Il giudice per le indagini preliminari del Tribunale di Torino, aderendo al consolidato orientamento della giurisprudenza per il quale la condotta del pubblico ufficiale integra il reato di truffa se tale condotta produce un danno economicamente rilevante, aveva ritenuto assente proprio il requisito della apprezzabilità economica del danno.
Contro tale decisione ricorreva per Cassazione il difensore della Asl costituitasi parte civile, il quale motivava l’erronea applicazione della legge penale e il vizio di motivazione del provvedimento censurando la errata valutazione del danno cagionato all’ente pubblico. Tale valutazione, infatti, non poteva esaurirsi nella apprezzabilità economica dei brevi periodi di assenza ma doveva includere il vantaggio economico correlato alla percezione della stipendio ordinario e straordinario, nonché dal vantaggio nella cura dei propri interessi personali.

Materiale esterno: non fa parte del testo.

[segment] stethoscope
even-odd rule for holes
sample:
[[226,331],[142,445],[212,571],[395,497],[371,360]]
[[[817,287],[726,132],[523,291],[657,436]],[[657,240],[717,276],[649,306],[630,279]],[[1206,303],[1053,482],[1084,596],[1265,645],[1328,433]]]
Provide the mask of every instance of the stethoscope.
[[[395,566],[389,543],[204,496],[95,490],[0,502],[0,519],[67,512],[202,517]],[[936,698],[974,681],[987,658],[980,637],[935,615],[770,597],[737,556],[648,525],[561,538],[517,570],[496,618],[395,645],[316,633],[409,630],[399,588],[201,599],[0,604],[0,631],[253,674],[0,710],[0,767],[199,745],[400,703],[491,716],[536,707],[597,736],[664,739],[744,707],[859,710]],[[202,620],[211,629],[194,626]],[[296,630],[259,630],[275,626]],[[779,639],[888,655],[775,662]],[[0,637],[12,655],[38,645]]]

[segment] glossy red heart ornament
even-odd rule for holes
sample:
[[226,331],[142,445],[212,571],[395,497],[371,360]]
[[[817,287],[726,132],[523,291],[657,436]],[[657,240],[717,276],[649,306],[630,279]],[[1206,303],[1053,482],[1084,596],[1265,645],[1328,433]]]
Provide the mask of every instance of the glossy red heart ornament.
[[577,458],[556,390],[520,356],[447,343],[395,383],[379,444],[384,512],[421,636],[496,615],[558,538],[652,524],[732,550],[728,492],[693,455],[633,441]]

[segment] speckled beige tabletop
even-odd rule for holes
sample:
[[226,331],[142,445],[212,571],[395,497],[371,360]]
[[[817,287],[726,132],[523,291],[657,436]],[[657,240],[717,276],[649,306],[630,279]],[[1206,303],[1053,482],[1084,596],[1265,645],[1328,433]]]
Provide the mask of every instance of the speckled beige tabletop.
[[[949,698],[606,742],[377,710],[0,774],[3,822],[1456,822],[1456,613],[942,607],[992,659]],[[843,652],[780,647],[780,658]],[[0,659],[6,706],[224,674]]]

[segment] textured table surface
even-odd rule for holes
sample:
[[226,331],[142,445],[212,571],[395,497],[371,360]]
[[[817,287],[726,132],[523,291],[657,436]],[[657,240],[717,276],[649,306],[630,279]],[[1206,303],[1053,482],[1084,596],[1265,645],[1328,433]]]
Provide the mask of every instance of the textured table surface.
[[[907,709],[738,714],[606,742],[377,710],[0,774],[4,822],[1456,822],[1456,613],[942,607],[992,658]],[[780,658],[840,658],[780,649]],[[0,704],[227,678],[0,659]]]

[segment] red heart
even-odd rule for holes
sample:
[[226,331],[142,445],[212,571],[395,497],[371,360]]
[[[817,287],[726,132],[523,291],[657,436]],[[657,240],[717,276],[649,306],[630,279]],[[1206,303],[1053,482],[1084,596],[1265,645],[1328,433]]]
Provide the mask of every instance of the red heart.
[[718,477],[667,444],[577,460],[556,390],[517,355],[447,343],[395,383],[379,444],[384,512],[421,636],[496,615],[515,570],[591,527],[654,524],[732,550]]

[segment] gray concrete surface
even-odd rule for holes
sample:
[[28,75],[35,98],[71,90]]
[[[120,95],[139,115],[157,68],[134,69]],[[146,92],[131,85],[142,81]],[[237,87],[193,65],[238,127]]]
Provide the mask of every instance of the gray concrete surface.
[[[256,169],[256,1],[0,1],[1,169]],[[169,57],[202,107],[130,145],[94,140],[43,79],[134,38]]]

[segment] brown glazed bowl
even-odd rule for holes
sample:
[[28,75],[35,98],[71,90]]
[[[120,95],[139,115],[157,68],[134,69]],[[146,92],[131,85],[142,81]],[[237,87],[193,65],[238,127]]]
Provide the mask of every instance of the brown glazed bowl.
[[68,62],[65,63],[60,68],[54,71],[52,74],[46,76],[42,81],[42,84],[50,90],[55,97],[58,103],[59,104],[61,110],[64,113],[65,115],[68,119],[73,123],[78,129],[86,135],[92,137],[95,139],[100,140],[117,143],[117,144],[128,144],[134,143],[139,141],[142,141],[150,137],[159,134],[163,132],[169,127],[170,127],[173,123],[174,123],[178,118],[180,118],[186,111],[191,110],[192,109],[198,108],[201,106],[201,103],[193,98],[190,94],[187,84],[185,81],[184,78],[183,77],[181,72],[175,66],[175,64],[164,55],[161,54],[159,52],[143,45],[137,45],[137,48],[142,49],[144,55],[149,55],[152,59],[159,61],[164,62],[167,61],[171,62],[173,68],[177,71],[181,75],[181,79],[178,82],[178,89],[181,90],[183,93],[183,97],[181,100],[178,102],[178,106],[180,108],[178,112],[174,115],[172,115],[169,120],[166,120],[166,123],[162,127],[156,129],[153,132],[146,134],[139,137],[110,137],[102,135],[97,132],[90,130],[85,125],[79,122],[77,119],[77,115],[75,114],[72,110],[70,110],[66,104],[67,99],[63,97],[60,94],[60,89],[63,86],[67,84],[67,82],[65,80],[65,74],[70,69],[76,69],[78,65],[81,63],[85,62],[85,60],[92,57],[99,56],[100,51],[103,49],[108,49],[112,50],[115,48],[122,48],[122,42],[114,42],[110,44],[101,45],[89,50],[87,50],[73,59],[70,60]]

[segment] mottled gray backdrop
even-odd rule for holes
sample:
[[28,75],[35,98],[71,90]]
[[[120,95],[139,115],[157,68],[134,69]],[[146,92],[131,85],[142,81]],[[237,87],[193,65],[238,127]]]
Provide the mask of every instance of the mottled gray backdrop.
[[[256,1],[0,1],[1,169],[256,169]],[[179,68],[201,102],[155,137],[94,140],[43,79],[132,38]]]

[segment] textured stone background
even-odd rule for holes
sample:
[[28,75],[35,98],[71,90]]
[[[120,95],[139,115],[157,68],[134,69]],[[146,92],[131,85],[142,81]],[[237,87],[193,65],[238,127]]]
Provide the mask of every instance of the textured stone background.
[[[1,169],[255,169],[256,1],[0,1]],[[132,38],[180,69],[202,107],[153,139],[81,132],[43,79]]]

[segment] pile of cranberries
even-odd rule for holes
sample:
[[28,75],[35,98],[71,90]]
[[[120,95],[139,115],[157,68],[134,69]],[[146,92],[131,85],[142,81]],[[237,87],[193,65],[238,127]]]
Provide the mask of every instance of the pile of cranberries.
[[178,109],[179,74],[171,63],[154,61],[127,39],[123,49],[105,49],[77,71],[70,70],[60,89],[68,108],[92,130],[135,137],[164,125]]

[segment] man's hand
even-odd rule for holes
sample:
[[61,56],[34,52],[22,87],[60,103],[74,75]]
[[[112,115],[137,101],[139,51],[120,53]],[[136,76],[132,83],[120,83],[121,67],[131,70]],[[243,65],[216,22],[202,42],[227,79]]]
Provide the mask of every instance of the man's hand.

I giudici di Piazza Cavour, tuttavia, hanno respinto il ricorso della parte civile perché, si legge nella sentenza in discorso, con lo stesso il ricorrente ha sollecitato un riesame del merito attraverso la rilettura del materiale probatorio che non è consentito in tale sede. Inoltre, secondo i giudici di legittimità, nella pronuncia della sentenza di non luogo a procedere il giudice di prime cure aveva correttamente dato conto, in modo adeguato e preciso, delle ragioni per le quali riteneva infondato l’impianto accusatorio della procura. Pertanto la Corte ha rigettato il ricorso con condanna alle spese per il ricorrente. CS.